At the start of my relationship with my patron, spontaneous devotionals were the only sort I did. Doing devotional work because I had to was unthinkable—I felt as though forcing myself to honor my god meant my work would lose all its sincerity and become a menial task.

I’ve often heard people relate forming patron relationships with deities like dating, and it seems like a pretty accurate metaphor. There’s the honeymoon phase, where everything you do is with your patron in mind, every breath you take becomes a whisper of love and thanks. Then you slowly start to peel away the romanticized view of your patron and relationship, and realize that like any relationship, this will take work from both ends.

The ‘honeymoon’ phase of my patronage lasted quite a while—two or three years, I would say. Within those years, I didn’t have to strain to hear or feel my patron—I knew he was there. It was like stepping outside and being aware of everything—the warmth of sunlight hitting your bare skin, the breeze playing with your hair, the smell of rain. I didn’t have to go looking for our connection, it was just always there.

This sensitivity to my patron made it easier to connect with him, and to break out into spontaneous devotional multiple times a day. It was something that came as naturally as breathing.

But now that I’m past that phase, now that I don’t sense him as easily anymore, I realize that I’ve been relying on him to instigate my devotionals. I was in need of constant reminders of his presence to acknowledge him, however easy it might have been.

Now I can go days, weeks even, without having that awareness of his presence. It’s getting harder and harder to be sincere in my work, and occasionally I forget why I do it. When I doubt myself or when I doubt Him, it’s a struggle to sing like I used to, or even just bask in his warmth. I know he’s still here, but it shouldn’t be his sole responsibility to tap into our connection. For so long, I relied on him to be the spark of inspiration necessary for my devotionals, that I forgot my role in our relationship. I can just as easily reach out to him, instead of waiting for him to reach out to me—I just refused to, be it because of my lack of faith, or my skepticism, or my lingering doubts.

And that, I see now, is where daily or ritualized devotionals come into play. While it may not be as heartfelt as spontaneous devotionals, it too serves its own purpose—and in my case, that purpose is to remind me of my patronage.

It is to remind me of the work I’ve done, the obstacles I’ve overcome, the experiences I’ve had, and the love I’ve felt. It’s a reminder of how far I’ve come, both as a person, and as a devotee.

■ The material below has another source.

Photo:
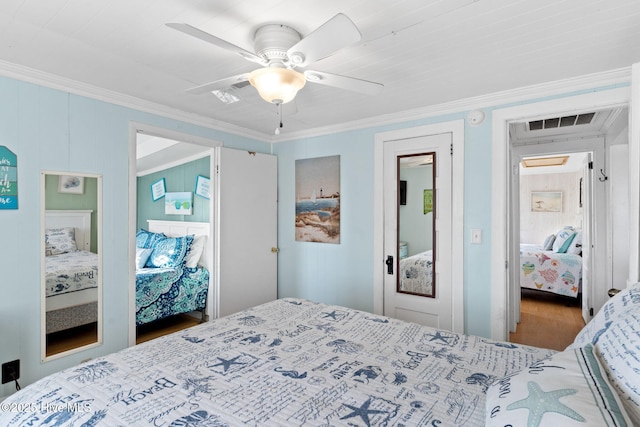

And, I think He appreciates this just as much as spontaneous devotionals, if not more. With spontaneous devotionals, they’re usually always in the form of praise, honor, and thanks-giving. Because he sees us as equals, this doesn’t always jive well with him. I think he tolerates it because it is what I grew up with, and is all I’ve ever known in terms of how to honor one’s god. That being said, he has broken me out habits that he sees as totally unacceptable, such as kneeling while praying.  Even thanking him too often or for little things has gotten me scolded before, so I’ve learned to restrain myself.

Like I said, it requires work from both ends of the relationship.